И это было верно. Он дал Айгыз дом в кишлаке и обеспечил ее средствами существования.
– Она хочет поговорить с тобой, – настаивал Гуарди Гуэдж.
– По какому праву? – грубо спросил Турсун.
– Она умирает, – ответил Гуарди Гуэдж.
Турсун пошевелил своими массивными плечами. Если бы умирал мужчина и позвал бы его, он тут же отправился бы в путь. Но достойно ли угождать капризу женщины, даже если это – последняя воля умирающей? Он сказал:
– Умирает? Ну и что из этого? Разве она еще не состарилась?
– Умирать в одиночестве всегда рано, – возразил Гуарди Гуэдж.
– Ты думаешь? – проворчал Турсун.
И хотя слова мудреца показались ему непонятными, он с трудом встал – чтобы выполнить странную просьбу Пращура.
* * *В кишлаке Калакчекан было всего десятка два домишек, бедных глинобитных мазанок, прижавшихся к скалистому краю холма. Жилище Айгыз было последним, у речки. Оно ничем не отличалось от других – низенькое, с навесом из засохших веток перед входом, с одной-единственной комнатой внутри глинобитных стен, без окон и без дымовой трубы.
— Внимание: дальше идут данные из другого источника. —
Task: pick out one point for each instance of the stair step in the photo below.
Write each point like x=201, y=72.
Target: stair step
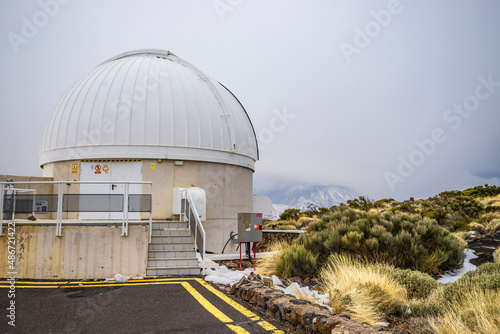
x=171, y=232
x=173, y=262
x=171, y=246
x=162, y=271
x=171, y=238
x=183, y=253
x=169, y=224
Турсун вошел внезапно. Влияние Гуарди Гуэджа сейчас на него уже не действовало. Этот дурацкий визит вызывал теперь у него чувство стыда и гнева. Когда он встал на пороге, перегородив своим крупным торсом весь дверной проем, комната оказалась полностью лишенной остатков сумеречного света. Он сделал шаг вперед и увидел в углу, возле самовара, двух старух. Которая из них Айгыз? Наверное, вот эта, толстая, с шумным дыханием, прислонившаяся к стене на горе подушек. Да, это и в самом деле была она, и она заговорила:
– Турсун, ах, Турсун.
И тотчас одряхлевшее, бессильное тело засуетилось. Голосом, перекрывающим сипенье, она стала с нетерпением приказывать, просить, счастливая и обеспокоенная одновременно.
– А ну поживей, бестолковая служанка… Подай на что сесть… зажги светильник… подай чаю.
Турсун сделал еще один шаг вперед.
– Мне ничего не надо, – запротестовал он. – …Мне некогда.
– Цц… цц… цц, – отвечала Айгыз.
И снова, обращаясь к прислуге:
– Скорей… скорей…
Из темного угла служанка вытащила ватный матрас, расстелила его на полу у ног Турсуна, зажгла масляный светильник, налила в чашку горячего черного чаю. После чего, семеня, удалилась, не оглядываясь. Пока дверь оставалась открытой, Турсун заметил, что перед домом собрались жители деревни. Хозяин Калакчекана, великий Турсун, пришел к своей отвергнутой жене. Это ж надо!
Турсун почувствовал, как вспыхнули его щеки, будто стали такими же горячими и такими же красными, словно только что вынутые из огня кирпичи. Он глубоко вздохнул. И в ноздри ему ударил жуткий запах. Конечно, ему приходилось в жизни встречать и более отвратительные зловония. Конюшни и стойла из его детства… Караван-сараи, случайные чайханы, хижины, где семьи жили вместе со скотом. Но вонь самых нечистоплотных людей и запущенных животных и даже запах испражнений, к которому он привык, были менее удушающи и тошнотворны, чем прокисшее зловоние, сладковато-горький запах тухлятины, которым было пропитано это жилище. Омерзительная, непристойная вонь, вонь больной женщины.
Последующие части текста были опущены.